3 Ways Caregiving Is Impacting Recruiting and Retention

Did you know that 42% of employed Americans (more than 54 million people) have provided eldercare in the last 5 years? Or that 69% of working caregivers had to rearrange their work schedule, decrease hours, or take a leave because of these responsibilities? Or that the estimated cost of caregiving in terms of lost productivity hours is a whopping $33 billion each year?

 

Yes, caregiving is a big issue for today’s employer—so big, in fact, that it may seem like many of your employees are working a second full-time job! After all, the time, energy, and resources employees devote to caregiving are substantial. And, considering the massive Baby Boomer generation will soon be in need of caregiving, this is an issue that’s bound to get a lot bigger soon.

 

“An employer’s workforce can only be so effective when so much of their time, energy, and resources have to be dedicated to caring for a loved one. Employees need help and employers need a solution because it’s affecting their businesses in ways they sometimes don’t even realize,” says ACSIA Partners’ Denise Gott, who is on the forefront of this issue and has seen the impact of caregiving firsthand with her clients.

 

One of those “hidden” areas caregiving is impacting is recruiting and retention.

 

In fact, I see caregiving impacting employers in three big ways when it comes to employee retention and recruiting:

  1. Employee High-Performers Suddenly Start to Underperform

Some employees who have primary caregiving responsibilities may be among your most high-performing employees.
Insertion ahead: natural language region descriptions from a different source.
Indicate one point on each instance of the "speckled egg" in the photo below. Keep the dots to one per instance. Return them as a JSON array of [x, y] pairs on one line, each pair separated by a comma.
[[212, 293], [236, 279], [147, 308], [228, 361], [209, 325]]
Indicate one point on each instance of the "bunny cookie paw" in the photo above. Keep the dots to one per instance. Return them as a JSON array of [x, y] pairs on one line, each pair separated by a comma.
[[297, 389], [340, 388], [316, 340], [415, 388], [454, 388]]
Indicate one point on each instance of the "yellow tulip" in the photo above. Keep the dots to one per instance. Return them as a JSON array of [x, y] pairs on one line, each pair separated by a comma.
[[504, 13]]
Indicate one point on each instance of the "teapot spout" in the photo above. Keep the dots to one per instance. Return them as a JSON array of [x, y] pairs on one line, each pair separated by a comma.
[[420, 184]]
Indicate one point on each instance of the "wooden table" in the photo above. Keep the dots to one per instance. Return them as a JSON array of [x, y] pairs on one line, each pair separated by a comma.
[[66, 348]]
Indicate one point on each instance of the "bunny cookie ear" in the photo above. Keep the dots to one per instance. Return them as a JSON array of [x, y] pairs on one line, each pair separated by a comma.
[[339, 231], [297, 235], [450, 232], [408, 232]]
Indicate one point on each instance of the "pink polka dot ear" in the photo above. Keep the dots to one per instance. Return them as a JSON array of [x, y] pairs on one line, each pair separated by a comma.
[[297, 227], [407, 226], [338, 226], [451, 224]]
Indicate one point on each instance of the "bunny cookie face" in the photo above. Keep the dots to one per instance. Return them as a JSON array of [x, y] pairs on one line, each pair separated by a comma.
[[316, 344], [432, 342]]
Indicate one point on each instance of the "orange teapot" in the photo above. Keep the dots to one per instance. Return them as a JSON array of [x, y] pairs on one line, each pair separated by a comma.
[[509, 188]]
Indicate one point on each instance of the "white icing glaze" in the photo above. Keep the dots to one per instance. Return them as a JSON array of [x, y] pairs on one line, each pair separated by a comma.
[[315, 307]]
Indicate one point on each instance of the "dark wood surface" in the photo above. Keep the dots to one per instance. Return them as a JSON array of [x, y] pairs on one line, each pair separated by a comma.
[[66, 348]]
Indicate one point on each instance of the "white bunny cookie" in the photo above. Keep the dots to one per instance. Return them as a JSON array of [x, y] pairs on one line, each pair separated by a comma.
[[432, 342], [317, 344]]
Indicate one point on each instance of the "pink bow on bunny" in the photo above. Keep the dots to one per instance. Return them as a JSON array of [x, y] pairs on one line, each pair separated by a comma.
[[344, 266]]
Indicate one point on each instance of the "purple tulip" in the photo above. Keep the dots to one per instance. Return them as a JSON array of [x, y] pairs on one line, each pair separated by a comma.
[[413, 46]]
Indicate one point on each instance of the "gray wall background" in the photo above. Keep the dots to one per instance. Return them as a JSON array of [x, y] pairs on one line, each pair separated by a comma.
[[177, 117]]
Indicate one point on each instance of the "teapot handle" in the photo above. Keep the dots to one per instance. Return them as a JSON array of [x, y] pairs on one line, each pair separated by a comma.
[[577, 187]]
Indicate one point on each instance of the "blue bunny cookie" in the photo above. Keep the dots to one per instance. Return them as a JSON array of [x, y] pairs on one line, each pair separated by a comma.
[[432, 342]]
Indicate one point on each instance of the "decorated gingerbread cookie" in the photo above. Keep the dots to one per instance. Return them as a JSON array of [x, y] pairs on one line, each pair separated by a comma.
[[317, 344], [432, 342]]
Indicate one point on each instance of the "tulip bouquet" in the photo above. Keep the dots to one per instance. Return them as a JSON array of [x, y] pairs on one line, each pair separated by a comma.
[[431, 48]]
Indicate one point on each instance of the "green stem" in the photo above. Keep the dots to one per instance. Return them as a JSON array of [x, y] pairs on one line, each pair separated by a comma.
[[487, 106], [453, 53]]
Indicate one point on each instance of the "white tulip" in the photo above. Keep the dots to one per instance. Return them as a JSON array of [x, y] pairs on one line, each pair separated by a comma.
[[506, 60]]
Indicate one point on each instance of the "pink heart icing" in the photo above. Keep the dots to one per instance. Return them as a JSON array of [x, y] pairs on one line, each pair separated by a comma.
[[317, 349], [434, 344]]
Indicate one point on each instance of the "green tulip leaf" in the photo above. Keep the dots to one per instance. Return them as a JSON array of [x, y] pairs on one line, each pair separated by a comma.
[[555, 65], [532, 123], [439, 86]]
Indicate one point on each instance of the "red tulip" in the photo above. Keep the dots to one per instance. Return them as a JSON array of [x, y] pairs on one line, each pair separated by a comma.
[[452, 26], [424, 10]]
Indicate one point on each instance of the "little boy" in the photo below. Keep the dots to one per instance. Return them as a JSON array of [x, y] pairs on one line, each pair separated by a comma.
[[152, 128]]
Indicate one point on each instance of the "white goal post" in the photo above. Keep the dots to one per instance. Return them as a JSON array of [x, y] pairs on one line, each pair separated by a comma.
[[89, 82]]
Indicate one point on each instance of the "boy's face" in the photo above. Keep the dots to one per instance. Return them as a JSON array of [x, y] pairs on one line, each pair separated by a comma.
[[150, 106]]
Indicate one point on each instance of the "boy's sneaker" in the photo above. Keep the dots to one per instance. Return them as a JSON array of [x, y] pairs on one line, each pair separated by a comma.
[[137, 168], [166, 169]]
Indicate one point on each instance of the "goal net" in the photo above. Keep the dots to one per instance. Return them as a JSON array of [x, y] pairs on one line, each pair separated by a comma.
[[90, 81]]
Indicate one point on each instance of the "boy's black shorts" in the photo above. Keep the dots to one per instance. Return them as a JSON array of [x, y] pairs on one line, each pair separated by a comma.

But, due to the many duties of caregiving, these employees’ performance may begin to slip—drastically. It’s no surprise, really—not when you consider the heavy toll caregiving can put on someone. Some employees are even compelled to “sneak away” during the day to care for loved ones. Again, these people are essentially working two full-time jobs. And in many cases, one of those jobs is bound to take a back seat. And, it’s usually not going to be the job taking care of a loved one.